Alternatively, microdialysis sampling allows for the acquisition of localized chemical information in nearly any tissue [6,7]. The technique is minimally invasive, allowing subjects to be awake and mobile during experimentation. Analyte sampling is accomplished by the implantation of a semipermeable membrane in the site of interest. Perfusion of a fluid through the dialysis probe facilitates diffusion of small hydrophilic molecules across the membrane, where they can be collected for analysis. Most dialysate samples are free of the macromolecules that can overshadow small molecules in NMR analysis. Problems arising from enzymatic degradation of the sample are also eliminated.

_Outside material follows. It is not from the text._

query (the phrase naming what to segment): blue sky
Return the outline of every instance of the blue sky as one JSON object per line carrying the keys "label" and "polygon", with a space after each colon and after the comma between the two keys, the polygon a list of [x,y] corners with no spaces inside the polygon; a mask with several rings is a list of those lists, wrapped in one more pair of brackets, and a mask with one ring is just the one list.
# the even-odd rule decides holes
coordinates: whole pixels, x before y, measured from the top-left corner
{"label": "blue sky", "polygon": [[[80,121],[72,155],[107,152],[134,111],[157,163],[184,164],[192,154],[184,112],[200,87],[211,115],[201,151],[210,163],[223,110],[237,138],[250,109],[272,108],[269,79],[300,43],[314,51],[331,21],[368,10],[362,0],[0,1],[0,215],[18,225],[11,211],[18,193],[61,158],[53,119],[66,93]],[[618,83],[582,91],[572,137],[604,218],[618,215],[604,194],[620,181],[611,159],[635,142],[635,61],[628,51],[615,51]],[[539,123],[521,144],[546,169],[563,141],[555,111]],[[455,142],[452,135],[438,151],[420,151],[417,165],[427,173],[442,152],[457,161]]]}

In this study, microdialysis sampling is applied to a metabonomics study of myocardial ischemia. Ischemia is the cessation of blood flow to a tissue or portion of tissue. Common clinical ischemic conditions are stroke and heart attack. Reperfusion is the period following ischemia when blood flow is restored. Both events drastically alter the metabolic state of the tissue in a specific location, making tissue targeted metabonomics studies important to truly understand the condition in vivo. This approach was previously applied to a metabonomics study of rat brain neurochemistry after the administration of tetradotoxin, a neurotoxin, by Khandelwal et al. [8,9].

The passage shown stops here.